罗赛琳·波洛个子很高,几乎与寻常男士一样高。她肤色白皙、五官精致,深红色的齐耳短发为人仔细修剪过,留着蓬松的刘海,发鬓各有一缕头发微微翘起,发尖堪堪盖住高颧骨。俏皮的发型更凸显出她分明的颧骨和锐利的绿色眼睛。
要塞巴斯说,百老汇海报上那些美丽动人的摩登女郎也不过如此。她登上奥林匹克号就是为了奔赴百老汇寻找成名的机会——至少,罗赛琳在与其他青年男女聚会时是这么说的。
一位不谙世事的大小姐。
只是这位“大小姐”转过头来,那双剔透的眼眸直勾勾地看向塞巴斯,却仿佛毒蛇锁定住了猎物。

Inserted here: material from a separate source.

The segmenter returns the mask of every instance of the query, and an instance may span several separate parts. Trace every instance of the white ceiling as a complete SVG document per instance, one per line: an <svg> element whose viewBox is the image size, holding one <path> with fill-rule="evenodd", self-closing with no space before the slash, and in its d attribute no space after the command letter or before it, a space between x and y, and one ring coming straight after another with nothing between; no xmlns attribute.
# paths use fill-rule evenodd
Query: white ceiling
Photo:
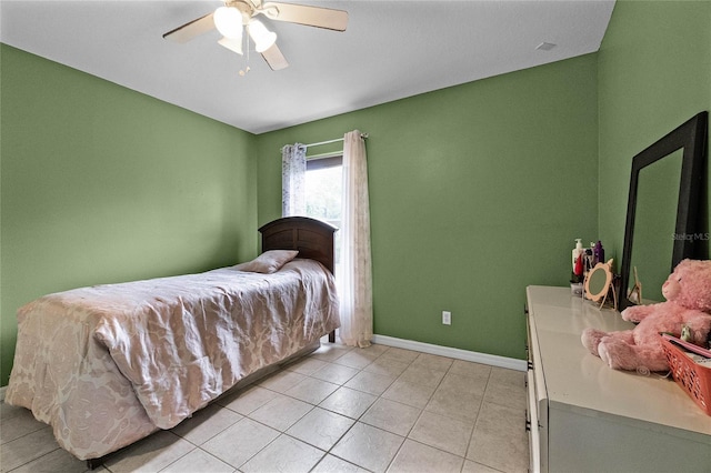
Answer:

半个月前,留在伦敦的塞巴斯蒂安·莫兰终于接到了动身去美国的命令,只是他不明白教授为何让他“顺利”接近罗赛琳·波洛。
直到他触及到她的眼神,以及那句“是死是活,和我有什么关系”,塞巴斯才多少理解了教授的动机。
“要去a甲板?”
塞巴斯主动开口。罗赛琳刚刚看向的就是位于d甲板上方的a甲板,那是专供一等舱乘客散步的地方。隔着十余米的距离,还能看到几位衣着精致的女郎靠在围栏上眺望。

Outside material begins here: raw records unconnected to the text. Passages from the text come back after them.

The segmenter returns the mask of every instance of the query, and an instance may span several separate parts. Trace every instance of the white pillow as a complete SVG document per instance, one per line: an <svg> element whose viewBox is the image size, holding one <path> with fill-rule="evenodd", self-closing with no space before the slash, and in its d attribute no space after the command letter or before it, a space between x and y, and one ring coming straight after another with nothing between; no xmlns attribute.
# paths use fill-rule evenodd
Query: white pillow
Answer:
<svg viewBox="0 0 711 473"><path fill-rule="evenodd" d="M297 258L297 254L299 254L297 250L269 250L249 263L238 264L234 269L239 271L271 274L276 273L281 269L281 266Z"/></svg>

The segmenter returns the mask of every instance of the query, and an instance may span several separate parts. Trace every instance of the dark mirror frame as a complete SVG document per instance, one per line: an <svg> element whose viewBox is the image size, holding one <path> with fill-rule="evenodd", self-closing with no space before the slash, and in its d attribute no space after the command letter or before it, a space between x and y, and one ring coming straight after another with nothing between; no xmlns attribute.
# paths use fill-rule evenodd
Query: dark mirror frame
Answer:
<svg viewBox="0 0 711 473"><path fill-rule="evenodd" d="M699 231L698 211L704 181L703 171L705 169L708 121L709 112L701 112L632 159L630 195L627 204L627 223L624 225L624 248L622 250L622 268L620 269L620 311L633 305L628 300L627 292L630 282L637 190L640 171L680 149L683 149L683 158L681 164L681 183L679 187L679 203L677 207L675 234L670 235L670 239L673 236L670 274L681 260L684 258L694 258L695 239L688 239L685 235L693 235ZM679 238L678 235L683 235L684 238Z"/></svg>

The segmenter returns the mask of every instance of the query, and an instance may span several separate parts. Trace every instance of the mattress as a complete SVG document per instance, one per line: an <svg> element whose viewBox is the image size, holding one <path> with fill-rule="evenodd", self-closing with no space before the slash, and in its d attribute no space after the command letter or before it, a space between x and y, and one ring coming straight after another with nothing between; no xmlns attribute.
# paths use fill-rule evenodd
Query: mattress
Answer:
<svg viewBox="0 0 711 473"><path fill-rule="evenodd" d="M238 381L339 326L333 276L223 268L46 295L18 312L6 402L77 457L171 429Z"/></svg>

罗赛琳从口袋里拿出借来的发卡:“我们可以先行去道格拉斯小姐的卧房看看情况。”
他们二人一身粗布衣服自然与锦衣玉食的上流社会格格不入,一路上,罗赛琳和塞巴斯蒂安尽可能地避开了所有工作人员与乘客,悄无声息地转入b甲板,也就是一等舱套房所在的位置。
质朴的装潢为精美的雕梁画柱所取代,木地板上铺着昂贵地毯,倒是自觉帮他们隐去了脚步声。
在每个走廊的拐角处,各色油画之下还放置着方寸大小的圆桌,上面摆着新鲜的花簇以及提供给乘客紧急取用的香水。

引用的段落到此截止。